# Cm10 JB browser special function.



## litrekid (Jan 7, 2012)

Anyone notice this ? When u hold down on the home key and slide up this appears. Not sure of its purpose other than to just take u to Google now. 
Sent from my Galaxy Nexus using Tapatalk 2


----------



## Smcdo123 (Jun 7, 2011)

That's a jellybean feature. Every rom has this. Its for quicker access to Google now when not at lock screen/app drawer/homescreen

Sent from my Galaxy Nexus using RootzWiki


----------



## litrekid (Jan 7, 2012)

Never noticed it. Would be nice if it was customizable.

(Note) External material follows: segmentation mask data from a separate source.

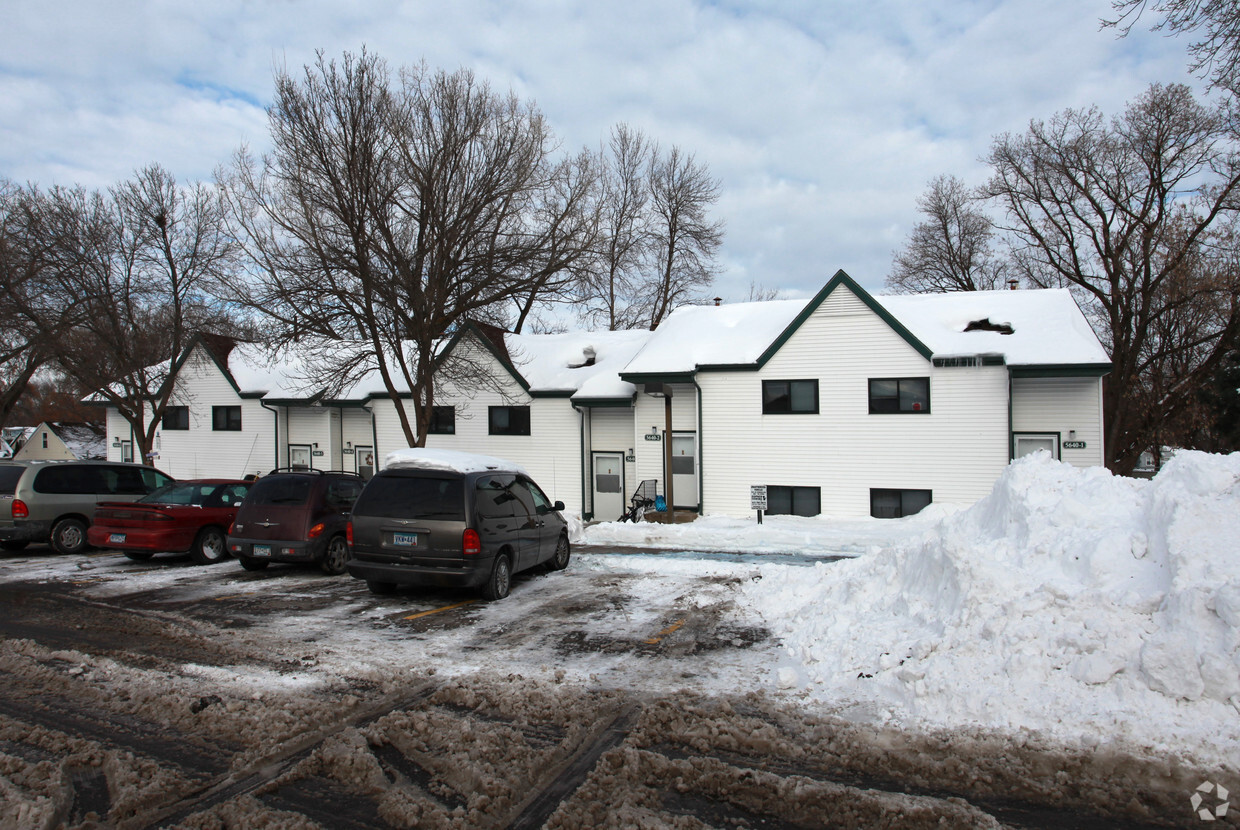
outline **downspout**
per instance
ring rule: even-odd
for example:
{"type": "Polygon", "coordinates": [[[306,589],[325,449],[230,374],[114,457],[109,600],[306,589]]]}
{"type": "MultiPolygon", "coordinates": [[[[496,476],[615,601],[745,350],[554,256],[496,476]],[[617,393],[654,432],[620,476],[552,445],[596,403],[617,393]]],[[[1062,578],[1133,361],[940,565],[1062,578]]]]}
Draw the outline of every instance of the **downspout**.
{"type": "Polygon", "coordinates": [[[698,386],[697,375],[693,376],[693,389],[697,392],[697,463],[698,463],[698,515],[706,515],[706,499],[703,494],[706,492],[706,476],[703,474],[702,459],[705,453],[702,452],[702,387],[698,386]]]}
{"type": "Polygon", "coordinates": [[[581,438],[581,447],[577,450],[577,469],[581,473],[581,520],[584,522],[586,518],[586,416],[585,412],[573,403],[572,398],[568,399],[568,403],[577,413],[577,432],[581,438]]]}
{"type": "MultiPolygon", "coordinates": [[[[379,428],[375,426],[375,411],[370,408],[370,404],[362,404],[362,409],[370,413],[370,440],[374,442],[375,447],[375,466],[371,475],[374,475],[374,473],[379,472],[379,428]]],[[[354,464],[356,464],[356,462],[357,459],[355,458],[354,464]]]]}
{"type": "MultiPolygon", "coordinates": [[[[336,442],[336,454],[340,456],[340,469],[344,469],[344,407],[336,407],[336,414],[340,416],[340,429],[338,430],[340,440],[336,442]]],[[[353,468],[357,469],[357,456],[353,457],[353,468]]]]}
{"type": "Polygon", "coordinates": [[[1016,457],[1016,436],[1012,433],[1012,370],[1008,368],[1008,463],[1012,463],[1012,459],[1016,457]]]}
{"type": "Polygon", "coordinates": [[[278,469],[280,466],[280,410],[275,407],[267,406],[267,402],[262,398],[258,399],[258,405],[266,409],[272,415],[272,421],[275,422],[275,436],[272,438],[271,444],[271,469],[278,469]]]}

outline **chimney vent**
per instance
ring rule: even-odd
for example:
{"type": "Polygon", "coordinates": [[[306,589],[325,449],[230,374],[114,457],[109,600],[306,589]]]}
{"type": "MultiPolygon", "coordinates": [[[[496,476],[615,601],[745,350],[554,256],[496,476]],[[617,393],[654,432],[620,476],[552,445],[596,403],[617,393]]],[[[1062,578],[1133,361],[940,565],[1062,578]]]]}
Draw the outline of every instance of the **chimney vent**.
{"type": "Polygon", "coordinates": [[[721,306],[721,305],[723,305],[723,297],[716,297],[716,298],[715,298],[715,305],[716,305],[716,306],[721,306]]]}

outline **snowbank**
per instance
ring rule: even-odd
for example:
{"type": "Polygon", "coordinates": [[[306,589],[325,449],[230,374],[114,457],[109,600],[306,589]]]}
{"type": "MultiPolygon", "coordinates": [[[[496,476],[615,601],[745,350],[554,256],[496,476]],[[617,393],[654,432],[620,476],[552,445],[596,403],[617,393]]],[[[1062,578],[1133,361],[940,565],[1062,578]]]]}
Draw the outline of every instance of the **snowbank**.
{"type": "Polygon", "coordinates": [[[787,649],[780,685],[859,716],[1234,759],[1238,481],[1240,453],[1152,481],[1041,453],[917,540],[764,571],[748,599],[787,649]]]}
{"type": "Polygon", "coordinates": [[[525,472],[521,465],[491,455],[478,455],[458,450],[418,448],[393,450],[388,453],[383,459],[383,469],[393,467],[415,467],[421,470],[445,470],[458,473],[485,473],[487,470],[525,472]]]}

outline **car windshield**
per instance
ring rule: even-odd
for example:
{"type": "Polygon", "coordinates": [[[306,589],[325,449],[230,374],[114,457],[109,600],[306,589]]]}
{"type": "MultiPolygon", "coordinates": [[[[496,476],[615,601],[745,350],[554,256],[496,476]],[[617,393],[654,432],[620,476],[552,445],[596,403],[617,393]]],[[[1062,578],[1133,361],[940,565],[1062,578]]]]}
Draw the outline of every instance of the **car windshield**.
{"type": "Polygon", "coordinates": [[[464,521],[465,486],[459,478],[376,476],[353,505],[353,514],[385,519],[464,521]]]}
{"type": "Polygon", "coordinates": [[[11,496],[17,490],[17,481],[25,467],[20,464],[0,465],[0,495],[11,496]]]}
{"type": "Polygon", "coordinates": [[[165,484],[149,496],[138,499],[138,504],[201,505],[217,486],[216,484],[165,484]]]}
{"type": "Polygon", "coordinates": [[[260,478],[252,488],[250,504],[305,504],[310,498],[309,476],[269,476],[260,478]]]}

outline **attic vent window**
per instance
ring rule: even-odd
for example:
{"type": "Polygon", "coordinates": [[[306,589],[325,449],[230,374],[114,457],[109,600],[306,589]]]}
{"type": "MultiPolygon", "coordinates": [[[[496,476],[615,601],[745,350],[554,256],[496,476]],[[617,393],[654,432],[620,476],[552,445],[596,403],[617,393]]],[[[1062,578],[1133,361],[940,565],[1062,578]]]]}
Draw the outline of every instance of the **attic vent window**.
{"type": "Polygon", "coordinates": [[[590,346],[586,346],[584,349],[581,350],[581,356],[585,359],[585,362],[584,363],[570,363],[568,364],[568,368],[580,369],[582,366],[593,366],[594,358],[597,356],[597,354],[598,353],[595,352],[593,348],[591,348],[590,346]]]}
{"type": "Polygon", "coordinates": [[[964,327],[965,331],[997,331],[999,334],[1012,334],[1015,330],[1011,323],[992,323],[989,317],[974,320],[964,327]]]}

Sent from my Galaxy Nexus using Tapatalk 2


----------



## murdocthc (Feb 22, 2012)

Smcdo123 said:


> That's a jellybean feature. Every rom has this. Its for quicker access to Google now when not at lock screen/app drawer/homescreen
> 
> Sent from my Galaxy Nexus using RootzWiki


You can use it at all of those screens

Sent from my Galaxy Nexus using Tapatalk 2


----------



## Birthofahero (Aug 18, 2011)

Nope

Sent from my Galaxy Nexus using RootzWiki


----------



## AshG (Jun 7, 2011)

_If you don't like a thread or prefer to not help someone with less Android knowledge than you, move along without posting. _​_We have no interest in wasting bandwidth and post count on LOLers._​


----------



## ERIFNOMI (Jun 30, 2011)

Like everyone said, you can do that from anywhere on JB. It's actually just drag up from the nav bar (doesn't matter which key) as well as long press HOME and swipe up from the lockscreen (rather than left for camera and right for unlock).


----------